One of the first, easiest go-tos for the beverage list was sake, which he likens to the fermented rice wine you would drink in Vietnam or Laos. (Currently, the list is set to includes eight to 10 wines at a time, so far in twos—two sakes, two pétillant naturels, two traditional-method wines).

Because of its aromatic complexity, Southeast Asian food does well with bright, crisp, highly acidic white wines—so sauvignon blancs or dry grüner veltliners. They’re a perfect match for spicy Thai, Lao, and Vietnamese food, bursting with basil and mint and the high notes of keffir lime, ginger, galangal, and funky punches.

A bottle of sake and gruner white wine on a steel table.
Drunken Whale sake is a lovely, lush, goes with anything sake. While grüner’s acidity complements Asian flavors well.


At Khao, the list would not be complete without Beer Lao, the icon of drinking culture in Laos, the necessary accompaniment to any barbecue or road-side noodle-stall tabletop full of bowls. But Nguyen also recommends the bubbles and slightly funky flavors of low-AVB, effervescent pét-nats. Their more unusual flavors, the product of wild yeasts, are a plus. And with their light sourness, like sour beer, he considers them “the brother, sister, cousin to a beer in the wine world.” Think of pairing the funkier pét-nat with the funkier dishes—dishes with fermented fish sauce or aged meat, like Sirisavath’s addictive Lao sausage.

The bubbles of a beer or pét-nat, and the chill, makes it ideal now.

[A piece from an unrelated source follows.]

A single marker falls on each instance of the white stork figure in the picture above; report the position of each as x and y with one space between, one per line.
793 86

Nguyen will add some chillable reds to the list for summer—he’s specifically looking for the light, bouncy effects of carbonically macerated reds, which do well at a lower temperature—and orange (or skin-contact) wine, where the skin is allowed to stay on during fermentation, adding flavors without the tannins that might fight with the complexities of the food.

The first time Nguyen saw “legit wines and legit Asian food” paired together was in San Francisco, he says, and he’s since followed (and cheered) the trend on both coasts, in cities like Los Angeles and New York, where high-end and trendy hole-in-the-wall restaurants alike have been putting together beverage lists that function as an education in the possibilities.

“I’m no pro at this, but I try my best,” he says with a smile in his voice.

He would love to see drinkers experiment. If you’re pairing at home, “it’s not as complicated as you think,” he urges. At Bar & Garden and Khao, he enjoys his advisor role: anything he can do to advance the movement is worthwhile. People should feel empowered, he says, to “break the paradigm that [says that] Asian can’t be enjoyed with wine.”